# Loader sinks to ground



## Bryan S (1 mo ago)

Hello, I have a CK2610 purchased in spring 2021 it is a 2020 model. Since it was new, I have noticed that if I shut off the engine with the loader off the ground (regardless of load or height) it slowly lowers to the ground. Sometimes within a couple hours or randomly sooner or later. This makes it frustrating to do functions like: using forks to hold up a kid's 4 wheeler to change oil or adjust chain... or when splitting wood, loading the bucket with wood to move to the wood pile .. gotta keep that engine running to hold it up.... honestly, I don't know if it would stay indefinitely with the engine running or not... My question is this.... is the bucket SUPPOSED to stay where I left it ? The dealer told me it's a safety thing and you shouldn't leave it raised in the event something or someone is under it. Seems like it would be more safe if it wasn't going to settle down in short order.


----------



## Bryan S (1 mo ago)

IN addition to the settling over short time, is it normal when lowering the bucket or forks, and you CURL to remain level with your load, that the bucket or forks briefly DUMP first, unless I have the engine at full throttle, then usually this doesn't happen then. But, I prefer to run at mid throttle when moving light loads and need precision placement.


----------



## Fedup (Feb 25, 2014)

Most likely the dealer told you that because he knew it would be a hard sell to repair it, file a warranty claim and actually get paid for it.

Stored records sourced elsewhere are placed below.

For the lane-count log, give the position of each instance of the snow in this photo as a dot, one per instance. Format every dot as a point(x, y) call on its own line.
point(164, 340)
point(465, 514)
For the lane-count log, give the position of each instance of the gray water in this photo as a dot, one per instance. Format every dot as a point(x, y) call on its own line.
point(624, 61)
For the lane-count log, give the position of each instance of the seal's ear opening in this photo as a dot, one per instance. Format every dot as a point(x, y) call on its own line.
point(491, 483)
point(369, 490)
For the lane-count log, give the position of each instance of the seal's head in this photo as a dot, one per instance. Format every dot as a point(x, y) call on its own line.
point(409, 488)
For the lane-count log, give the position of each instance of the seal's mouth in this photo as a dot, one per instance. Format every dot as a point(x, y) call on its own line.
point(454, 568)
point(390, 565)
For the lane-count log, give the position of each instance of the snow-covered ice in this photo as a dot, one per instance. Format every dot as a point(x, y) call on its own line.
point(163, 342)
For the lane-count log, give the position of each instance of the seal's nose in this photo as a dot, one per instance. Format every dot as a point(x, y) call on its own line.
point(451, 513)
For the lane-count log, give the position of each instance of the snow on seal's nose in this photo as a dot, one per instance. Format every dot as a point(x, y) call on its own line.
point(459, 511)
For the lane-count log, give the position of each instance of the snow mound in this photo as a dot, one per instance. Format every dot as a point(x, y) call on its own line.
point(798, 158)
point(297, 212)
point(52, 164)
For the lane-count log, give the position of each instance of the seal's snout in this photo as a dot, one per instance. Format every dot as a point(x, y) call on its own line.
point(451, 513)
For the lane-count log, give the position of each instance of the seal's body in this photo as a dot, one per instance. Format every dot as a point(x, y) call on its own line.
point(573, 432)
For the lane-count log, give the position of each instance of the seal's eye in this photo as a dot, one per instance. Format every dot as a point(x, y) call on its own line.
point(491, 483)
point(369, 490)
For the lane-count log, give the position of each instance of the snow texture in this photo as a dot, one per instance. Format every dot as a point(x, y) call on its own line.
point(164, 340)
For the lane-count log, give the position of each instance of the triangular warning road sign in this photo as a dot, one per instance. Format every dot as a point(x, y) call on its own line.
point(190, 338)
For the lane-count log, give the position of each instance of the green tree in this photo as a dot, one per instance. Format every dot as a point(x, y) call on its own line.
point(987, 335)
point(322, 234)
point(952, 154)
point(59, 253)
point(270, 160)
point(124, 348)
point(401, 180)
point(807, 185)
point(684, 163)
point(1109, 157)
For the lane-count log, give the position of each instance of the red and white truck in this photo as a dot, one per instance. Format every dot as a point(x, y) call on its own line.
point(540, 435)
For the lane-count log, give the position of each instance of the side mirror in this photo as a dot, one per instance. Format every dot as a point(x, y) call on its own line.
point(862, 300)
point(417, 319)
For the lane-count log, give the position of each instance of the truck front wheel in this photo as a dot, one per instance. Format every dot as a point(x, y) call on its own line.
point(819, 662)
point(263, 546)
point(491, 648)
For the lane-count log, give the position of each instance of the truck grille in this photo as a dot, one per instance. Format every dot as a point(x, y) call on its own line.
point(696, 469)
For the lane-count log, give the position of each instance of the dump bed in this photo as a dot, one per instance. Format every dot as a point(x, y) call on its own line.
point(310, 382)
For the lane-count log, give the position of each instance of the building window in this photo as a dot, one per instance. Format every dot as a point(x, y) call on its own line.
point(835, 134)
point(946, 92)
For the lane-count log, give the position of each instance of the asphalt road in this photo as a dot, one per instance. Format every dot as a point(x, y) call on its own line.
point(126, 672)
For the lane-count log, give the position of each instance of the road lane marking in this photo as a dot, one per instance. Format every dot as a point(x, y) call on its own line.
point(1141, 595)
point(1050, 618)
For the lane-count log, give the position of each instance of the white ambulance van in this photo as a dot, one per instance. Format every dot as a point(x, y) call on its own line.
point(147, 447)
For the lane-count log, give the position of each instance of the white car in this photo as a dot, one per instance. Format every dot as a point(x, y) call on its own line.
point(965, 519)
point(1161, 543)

My first guess would be whoever supplied the loader and related components used an inexpensive valve, and it just doesn't have close enough tolerances to hold a load. The "drop briefly before raising" is a classic example of lesser quality valves with ineffective (or no) load checks. 

Whether or not you should be stuck replacing it with a better unit in order to use it effectively is not my call. 

Safety thing? Not hardly.


----------



## pogobill (Jan 31, 2012)

Welcome to the forum. It is inconvenient when the boom or bucket settles or weeps down. My boom stays up, but my bucket weeps a little. I use a ratchet strap, 2" to tie my forks back when needing to hold a load. Just be careful not to dump the bucket with the strap on!


----------



## ArtDK35SE (2 mo ago)

I have a New Holland 1220 and a DK35SE HST. The booms and buckets on both tractors don't move from their positions (regardless of the position they are in) after I shut-off the engines. I have to move the joysticks in order to lower them.


----------



## ck3510hb (Sep 12, 2016)

On my 3510 there is lock control to be used when working like you mention. It won't fix the problem but may prevent leak down while working on atv etc.


----------